Even more troubling for the high court is this: the length of service of a magistrate is related to the punishment that he or she may impose in a case yet many magistrates fail to state how long they have been on the bench. So how is the high court to know whether a magistrate has overstepped his or her powers?

Judge Herman January, with the agreement of Judge Johanna Solionga, has written a new high court decision pointing out these and other problems, and explaining the right way to do things.

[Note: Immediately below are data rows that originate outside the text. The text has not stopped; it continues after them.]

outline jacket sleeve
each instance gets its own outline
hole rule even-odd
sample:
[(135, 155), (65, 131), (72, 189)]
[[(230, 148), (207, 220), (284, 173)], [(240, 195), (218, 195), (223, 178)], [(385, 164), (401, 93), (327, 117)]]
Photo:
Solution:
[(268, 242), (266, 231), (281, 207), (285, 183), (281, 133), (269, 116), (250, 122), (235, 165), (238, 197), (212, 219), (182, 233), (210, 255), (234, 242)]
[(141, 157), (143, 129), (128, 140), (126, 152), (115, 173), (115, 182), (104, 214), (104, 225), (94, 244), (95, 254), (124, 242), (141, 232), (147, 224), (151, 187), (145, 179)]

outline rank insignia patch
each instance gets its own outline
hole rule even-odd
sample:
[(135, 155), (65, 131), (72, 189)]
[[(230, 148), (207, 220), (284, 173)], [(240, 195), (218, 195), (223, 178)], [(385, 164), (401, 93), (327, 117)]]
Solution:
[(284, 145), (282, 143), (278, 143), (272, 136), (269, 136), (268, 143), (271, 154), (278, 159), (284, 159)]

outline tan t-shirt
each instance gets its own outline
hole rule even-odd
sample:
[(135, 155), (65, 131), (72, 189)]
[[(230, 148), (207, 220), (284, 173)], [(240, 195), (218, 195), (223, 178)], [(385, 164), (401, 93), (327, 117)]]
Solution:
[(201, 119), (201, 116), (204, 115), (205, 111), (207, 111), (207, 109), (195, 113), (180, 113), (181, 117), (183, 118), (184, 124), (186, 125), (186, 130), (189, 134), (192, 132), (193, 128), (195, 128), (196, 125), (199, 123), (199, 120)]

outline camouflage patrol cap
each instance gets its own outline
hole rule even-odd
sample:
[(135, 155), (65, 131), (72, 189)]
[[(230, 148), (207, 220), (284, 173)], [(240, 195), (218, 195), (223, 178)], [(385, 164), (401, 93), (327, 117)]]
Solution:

They based their criticisms on 13 current cases they had received for automatic review, as well as earlier decisions. While most of the judgments by the magistrates concerned “appear to be in accordance with justice”, the judges were worried about “the manner in which the records were submitted”. Case records were incomplete. The magistrates did not seem to proofread the records sent to the high court. Certain documents not relevant to a case are included. The magistrate’s date of appointment was not given. Some were well out of the stipulated time limit for sending to the high court.

As the 13 cases before them reflected “common mistakes and errors”, the judges decided to deal with the problems all in one decision.

Because there was a difference in reviewable matters depending on the experience of the magistrate, the period of imprisonment or the amount of the fine imposed, it was essential that a reviewing judge be told the period that magistrates have held their rank. The relevant charge sheet even has a space for magistrates to state their date of appointment. But, says Judge January, “(i)n the 13 cases that I received for review, only one of them reflects a date of appointment. And even in that case, the typed record reflected a different magistrate from the one that heard the matter.

“Magistrates must ensure that the records are correct and their dates of appointment are correctly reflecting on review case records.”

Many mistakes have crept into the records of matters sent for review because the magistrate concerned did not proofread the final typed record. As a result, incomplete or even completely incorrect records were sent on review.

Another mistake that Judge January picked up was that magistrates routinely attached a condition to the sentence imposed on a convicted person along the lines that part of the sentence would be suspended on condition that the accused was “not convicted of a similar offence” within a certain period, but not specifying what “offence” the accused should not commit. This phrase was vague and should not be used, he said. “The condition should be clear, stating the specific offence that an accused should not be committed of.”

The judge also points out a case in which the name of the accused and sentenced person was different from the name on an annexure.

In a further case, he said that the proceedings did not appear to be in accordance with justice, and he thus refused to approve it. He had written to the magistrate who presided pointing out that the “case record is incomplete and in a shambles”. Moreover, the typed case record and the handwritten section of the record reflect two different accused people. One was 36 and the other 18. On mitigation the record reflects the accused as yet a third person, this time aged 42.

Some cases are just as confusing on the subject of the magistrate who heard the matter, with more than one magistrate’s name appearing.

The judges also refused to certify a case in which the date of the trial was set in the future. The pages were not numbered nor in sequence. The handwritten record was stapled between typed parts and the stapling made it almost impossible to follow the record in sequence.

Records of several cases were sent back to the relevant magistrate to be sorted out and resubmitted.

The court quoted judgments from Namibia and elsewhere that stressed magistrates had the “ultimate responsibility” to ensure the records of their cases were in good order.

Then they spotted another alarming problem: the codified magistrate’s court office instructions made a number of basic mistakes, including stating that magistrates had to forward cases for automatic review “within 30 days”, when in fact that law lays down that it has to be done within a week.

In conclusion the court directed magistrates and clerks of the court to ensure that records were complete and complied with the guidelines; that their date of appointment was included in the record; that irrelevant documents were not included and that they met the prescribed time limit for submission.

For safety’s sake, the office of the register was also directed to bring the judgment to the attention of the magistrate’s commission.